Crowe’s pre-recorded narration is curiously detached, reading again more like an educational presentation than the voiceover for The Biggest Show of All Time. Ben Hur is at its strongest when it is interactive. The gladiator circus divides the audience into red and yellow team supporters (scraps of fabric of said colours were handed out prior to the performance).  Cheering on your gladiator involved waving your colour  in the air- the Roman equivalent of waving one’s mobile phone.

Most of the actors function as costumed stage crew, the assembling of the galley ship in particular is clever- its creation drew surprised cheers and applause.  It ended up the stand out, overshadowing the entertaining albeit clunky chariot race.

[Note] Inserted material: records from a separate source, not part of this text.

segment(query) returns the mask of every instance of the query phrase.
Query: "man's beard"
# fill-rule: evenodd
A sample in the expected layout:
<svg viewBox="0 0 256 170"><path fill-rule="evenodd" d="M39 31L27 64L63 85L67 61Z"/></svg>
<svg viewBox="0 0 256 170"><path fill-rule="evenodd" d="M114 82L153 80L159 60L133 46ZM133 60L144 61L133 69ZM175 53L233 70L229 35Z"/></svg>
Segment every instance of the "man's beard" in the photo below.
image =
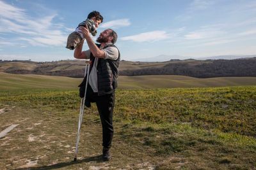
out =
<svg viewBox="0 0 256 170"><path fill-rule="evenodd" d="M96 42L99 43L106 43L108 41L108 38L106 37L98 37L98 38L96 40Z"/></svg>

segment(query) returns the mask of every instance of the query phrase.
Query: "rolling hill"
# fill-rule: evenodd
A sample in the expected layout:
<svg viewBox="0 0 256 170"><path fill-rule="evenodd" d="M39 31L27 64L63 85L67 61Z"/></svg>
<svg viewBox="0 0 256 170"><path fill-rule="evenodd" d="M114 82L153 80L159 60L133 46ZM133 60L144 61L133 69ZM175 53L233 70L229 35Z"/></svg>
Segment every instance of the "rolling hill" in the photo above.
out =
<svg viewBox="0 0 256 170"><path fill-rule="evenodd" d="M0 90L30 89L78 89L82 78L0 73ZM177 87L207 87L256 85L256 77L196 78L184 76L138 76L118 77L118 89L142 89Z"/></svg>
<svg viewBox="0 0 256 170"><path fill-rule="evenodd" d="M84 62L0 61L0 72L82 78ZM180 75L196 78L256 76L256 57L234 60L172 60L167 62L121 60L121 76Z"/></svg>

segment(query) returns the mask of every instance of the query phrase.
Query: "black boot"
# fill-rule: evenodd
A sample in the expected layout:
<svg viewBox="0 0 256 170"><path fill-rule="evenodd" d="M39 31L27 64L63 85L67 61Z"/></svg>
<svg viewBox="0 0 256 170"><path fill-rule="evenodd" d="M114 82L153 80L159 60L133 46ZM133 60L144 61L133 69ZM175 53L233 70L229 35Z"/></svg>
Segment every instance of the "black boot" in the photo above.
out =
<svg viewBox="0 0 256 170"><path fill-rule="evenodd" d="M108 161L111 159L109 148L103 147L102 153L103 161Z"/></svg>

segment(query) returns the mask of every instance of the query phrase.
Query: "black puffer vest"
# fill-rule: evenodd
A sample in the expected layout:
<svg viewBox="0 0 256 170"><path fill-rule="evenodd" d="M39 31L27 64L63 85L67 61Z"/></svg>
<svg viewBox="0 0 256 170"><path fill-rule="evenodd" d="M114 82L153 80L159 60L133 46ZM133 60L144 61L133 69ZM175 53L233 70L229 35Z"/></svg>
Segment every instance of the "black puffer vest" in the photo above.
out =
<svg viewBox="0 0 256 170"><path fill-rule="evenodd" d="M99 48L100 44L96 44ZM117 47L111 44L106 46L103 49L109 46ZM118 76L118 66L120 59L120 53L118 50L118 57L116 60L104 59L98 58L98 64L97 66L97 78L98 78L98 95L102 96L104 94L111 94L117 87L117 78ZM90 67L90 73L93 66L95 57L91 53L90 60L92 61ZM80 97L83 97L85 90L86 77L85 77L83 82L79 85L80 87Z"/></svg>

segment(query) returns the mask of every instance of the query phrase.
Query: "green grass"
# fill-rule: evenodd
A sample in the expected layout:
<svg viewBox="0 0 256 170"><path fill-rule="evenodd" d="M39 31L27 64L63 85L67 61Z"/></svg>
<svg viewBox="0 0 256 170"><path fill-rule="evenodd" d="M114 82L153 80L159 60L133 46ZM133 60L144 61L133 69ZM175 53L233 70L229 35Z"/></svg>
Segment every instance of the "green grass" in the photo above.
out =
<svg viewBox="0 0 256 170"><path fill-rule="evenodd" d="M76 90L81 78L0 73L0 90L51 89ZM256 85L255 77L195 78L184 76L119 76L120 89Z"/></svg>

As the home to the opening ceremony of the 2000 Olympic games, AC/DC’s Black Ice tour and the recent NRL grand final, ANZ stadium has had its fair share of epic events. Setting a performance in an arena left the audience confused as to how to react. Do you shout like you’re at a football match, cheer like you’re attending a concert or show appreciation as if you’re at the theatre? The majority settled for half hearted clapping, and lukewarm applause is still lukewarm applause – whether the crowd is made up of 8 or 80,000.

Ben Hur plays again on October 23


2 Responses to “Ben Hur”

  1. Lauren October 23, 2010 at 4:19 am #

    I’m kind of glad I didn’t end up excepting a free ticket to this. Poor Ben Hur, all that rehearsing and stupid redirecting traffic that went on all over Olympic Park, and it doesn’t sound as though it was that spectacular.